Oggi ci proponete un rigore fine a se stesso, destinato a produrre forse qualche effetto positivo sulla riduzione del deficit, ma che non innesca processi di crescita e neanche processi strutturali di riduzione del debito che come un macigno pesa sulle spalle del nostro Paese.

Non costruite neanche un posto di lavoro in più, a fronte di un Paese con un tasso di disoccupazione ormai sopra il 10 per cento: nelle regioni del sud la disoccupazione giovanile è al 40 per cento, con 2 milioni di ragazze e ragazzi del nostro Paese che non lavorano, non studiano e non stanno cercando lavoro.

Sempre l'onorevole La Malfa ieri diceva: attenzione, siamo di fronte ad una svolta, Tremonti è diventato come Padoa Schioppa, ci propone politiche di risanamento che uccidono le prospettive di sviluppo. È un paragone interessante. Sicuramente voi tornate indietro sulle politiche di risanamento, sull'importanza dell'evasione fiscale, sulla centralità dell'Europa, su quelle cose sulle quali, cioè, avete sempre attaccato i Governi di centrosinistra. Quindi, vi è una sorta di rivincita della storia per chi vi ha preceduto.
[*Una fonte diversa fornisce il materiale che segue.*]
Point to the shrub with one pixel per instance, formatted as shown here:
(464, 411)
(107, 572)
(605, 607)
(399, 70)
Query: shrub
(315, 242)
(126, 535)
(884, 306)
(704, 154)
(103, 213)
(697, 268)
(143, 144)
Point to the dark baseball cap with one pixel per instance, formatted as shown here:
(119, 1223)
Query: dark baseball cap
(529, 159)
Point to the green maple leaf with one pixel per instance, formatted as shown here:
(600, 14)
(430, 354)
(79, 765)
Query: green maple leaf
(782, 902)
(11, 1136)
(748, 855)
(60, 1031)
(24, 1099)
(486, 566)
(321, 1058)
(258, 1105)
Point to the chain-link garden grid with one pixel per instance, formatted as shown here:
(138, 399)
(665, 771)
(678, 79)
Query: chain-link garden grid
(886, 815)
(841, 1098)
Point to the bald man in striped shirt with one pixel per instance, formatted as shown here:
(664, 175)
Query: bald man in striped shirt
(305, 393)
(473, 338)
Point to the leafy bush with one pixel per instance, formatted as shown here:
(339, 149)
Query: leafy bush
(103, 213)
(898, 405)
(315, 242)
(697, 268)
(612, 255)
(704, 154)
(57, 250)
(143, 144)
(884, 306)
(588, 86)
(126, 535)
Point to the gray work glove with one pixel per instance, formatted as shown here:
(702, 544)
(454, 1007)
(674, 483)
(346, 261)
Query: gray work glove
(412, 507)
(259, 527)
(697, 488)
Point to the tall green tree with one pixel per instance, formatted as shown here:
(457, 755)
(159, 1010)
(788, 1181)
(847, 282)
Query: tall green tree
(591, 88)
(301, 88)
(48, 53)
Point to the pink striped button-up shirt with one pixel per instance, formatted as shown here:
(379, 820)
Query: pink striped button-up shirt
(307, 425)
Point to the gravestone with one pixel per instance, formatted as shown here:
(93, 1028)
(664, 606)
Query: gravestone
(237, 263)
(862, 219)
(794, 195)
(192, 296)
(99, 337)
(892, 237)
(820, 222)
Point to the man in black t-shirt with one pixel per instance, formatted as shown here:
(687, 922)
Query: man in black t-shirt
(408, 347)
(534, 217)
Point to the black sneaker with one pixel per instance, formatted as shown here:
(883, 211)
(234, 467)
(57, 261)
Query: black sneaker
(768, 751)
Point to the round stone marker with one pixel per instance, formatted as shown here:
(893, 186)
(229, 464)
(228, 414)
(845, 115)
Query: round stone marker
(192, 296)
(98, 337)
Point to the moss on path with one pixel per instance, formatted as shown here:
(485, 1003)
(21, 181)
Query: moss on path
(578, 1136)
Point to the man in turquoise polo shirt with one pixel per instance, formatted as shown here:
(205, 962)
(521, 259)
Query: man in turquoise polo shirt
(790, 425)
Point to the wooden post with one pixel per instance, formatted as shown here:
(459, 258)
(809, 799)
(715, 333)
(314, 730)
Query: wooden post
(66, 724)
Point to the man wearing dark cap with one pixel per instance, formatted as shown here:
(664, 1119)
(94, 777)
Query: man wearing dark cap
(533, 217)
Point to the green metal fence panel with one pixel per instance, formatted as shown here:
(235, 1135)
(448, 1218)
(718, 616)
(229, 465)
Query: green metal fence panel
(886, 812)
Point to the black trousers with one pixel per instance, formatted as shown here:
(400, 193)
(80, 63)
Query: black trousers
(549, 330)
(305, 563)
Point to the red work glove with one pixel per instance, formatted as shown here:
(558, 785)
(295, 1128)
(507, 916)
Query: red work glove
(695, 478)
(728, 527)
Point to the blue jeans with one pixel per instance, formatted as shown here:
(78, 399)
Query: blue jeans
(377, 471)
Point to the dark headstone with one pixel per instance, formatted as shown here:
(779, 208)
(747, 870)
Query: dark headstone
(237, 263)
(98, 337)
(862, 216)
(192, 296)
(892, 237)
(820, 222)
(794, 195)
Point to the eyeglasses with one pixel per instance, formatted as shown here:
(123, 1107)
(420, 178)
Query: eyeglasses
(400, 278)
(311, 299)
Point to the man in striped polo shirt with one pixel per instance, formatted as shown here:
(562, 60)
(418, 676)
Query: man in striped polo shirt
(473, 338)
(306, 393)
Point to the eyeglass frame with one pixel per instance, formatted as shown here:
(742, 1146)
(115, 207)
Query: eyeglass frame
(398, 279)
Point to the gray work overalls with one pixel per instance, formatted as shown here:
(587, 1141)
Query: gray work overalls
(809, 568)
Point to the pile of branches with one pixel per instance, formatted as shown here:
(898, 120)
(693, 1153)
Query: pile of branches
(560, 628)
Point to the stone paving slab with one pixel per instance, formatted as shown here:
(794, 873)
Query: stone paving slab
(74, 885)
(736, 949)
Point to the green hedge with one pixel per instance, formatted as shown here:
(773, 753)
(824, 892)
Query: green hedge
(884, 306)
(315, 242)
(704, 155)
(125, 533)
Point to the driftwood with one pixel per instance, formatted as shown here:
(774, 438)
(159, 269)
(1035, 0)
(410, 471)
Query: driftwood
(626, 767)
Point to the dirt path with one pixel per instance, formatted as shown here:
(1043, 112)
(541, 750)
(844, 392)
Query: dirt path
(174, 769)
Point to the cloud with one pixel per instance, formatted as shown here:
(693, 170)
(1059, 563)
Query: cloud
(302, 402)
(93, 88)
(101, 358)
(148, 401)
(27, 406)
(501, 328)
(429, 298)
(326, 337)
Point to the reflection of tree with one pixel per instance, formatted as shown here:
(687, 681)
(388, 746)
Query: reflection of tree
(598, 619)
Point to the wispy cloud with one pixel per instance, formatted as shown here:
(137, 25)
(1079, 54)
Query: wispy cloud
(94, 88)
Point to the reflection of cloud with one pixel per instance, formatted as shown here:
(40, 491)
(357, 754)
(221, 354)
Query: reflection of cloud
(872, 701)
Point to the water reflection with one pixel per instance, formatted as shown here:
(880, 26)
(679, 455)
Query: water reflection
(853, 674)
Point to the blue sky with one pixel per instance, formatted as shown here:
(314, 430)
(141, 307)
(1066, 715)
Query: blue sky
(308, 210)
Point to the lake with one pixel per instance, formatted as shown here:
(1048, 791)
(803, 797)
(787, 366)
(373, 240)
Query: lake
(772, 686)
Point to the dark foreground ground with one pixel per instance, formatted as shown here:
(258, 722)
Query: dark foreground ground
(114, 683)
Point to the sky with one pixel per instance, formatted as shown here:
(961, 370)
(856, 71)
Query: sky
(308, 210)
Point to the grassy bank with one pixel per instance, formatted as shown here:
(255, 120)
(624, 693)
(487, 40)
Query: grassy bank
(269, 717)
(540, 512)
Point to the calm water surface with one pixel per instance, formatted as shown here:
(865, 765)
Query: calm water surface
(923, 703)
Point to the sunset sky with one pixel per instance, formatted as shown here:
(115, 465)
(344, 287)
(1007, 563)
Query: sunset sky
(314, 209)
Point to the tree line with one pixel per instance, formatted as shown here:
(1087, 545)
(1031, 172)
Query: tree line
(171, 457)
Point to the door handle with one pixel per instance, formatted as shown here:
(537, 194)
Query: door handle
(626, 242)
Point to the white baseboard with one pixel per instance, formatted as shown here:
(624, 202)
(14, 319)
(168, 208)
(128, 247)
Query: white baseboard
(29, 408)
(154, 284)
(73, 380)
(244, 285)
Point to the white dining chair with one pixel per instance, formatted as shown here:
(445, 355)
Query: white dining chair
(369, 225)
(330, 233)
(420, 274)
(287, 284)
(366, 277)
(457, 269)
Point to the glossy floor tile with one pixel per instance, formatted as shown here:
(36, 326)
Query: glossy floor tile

Ma da qui a dire che le politiche sono le stesse un po' ve ne passa.

Io non lo so, peròè certo che nessun Governo di centrosinistra e nessun ministro di centrosinistra, a fronte di una tassazione del 23 per cento sulle pensioni che supera il minimo imponibile, avrebbe mai potuto tassare del 5 per cento i titolari di oltre 105 miliardi trattenuti all'estero. Forse un Governo di centrosinistra avrebbe chiesto un contributo ai dipendenti pubblici che guadagnano tra i 90.000 e i 150.000 euro del 5 e del 10 per cento, quindi portando le aliquote al 48 e al 53 per cento. Sicuramente, però, non avrebbe lasciato milionari come il Presidente del Consiglio con un'aliquota del 43 per cento. Forse un Governo di centrosinistra avrebbe tagliato i trasferimenti alle regioni e agli enti locali, ma non lo avrebbe fatto lasciando intonse le rendite finanziarie come invece avete fatto voi. Nessun Governo di centrosinistra avrebbe tradito il patto intergenerazionale e infragenerazionale sulle pensioni come avete fatto voi. Nessun Governo di centrosinistra sarebbe intervenuto sulla pubblica amministrazione, mettendo in mora sia i propositi di Bassanini sia di Brunetta di valorizzare il merito. Nessun Governo di centrosinistra per eliminare il precariato nella pubblica amministrazione avrebbe fatto la scelta che avete fatto voi: noi abbiamo fatto la scelta di ridurre il precariato stabilizzando i lavoratori, voi i lavoratori semplicemente li licenziate.

Quindi, siamo di fronte ad una politica economica diversa: questa è la vostra politica economica, questa è la vostra politica di finanza pubblica. La nostra politica è diversa e spero che gli elettori e i cittadini si renderanno conto che la nostra cultura politica si ispira ad altri principi ed altri valori rispetto a quelli ai quali vi ispirate voi (Applausi dei deputati del gruppo Partito Democratico).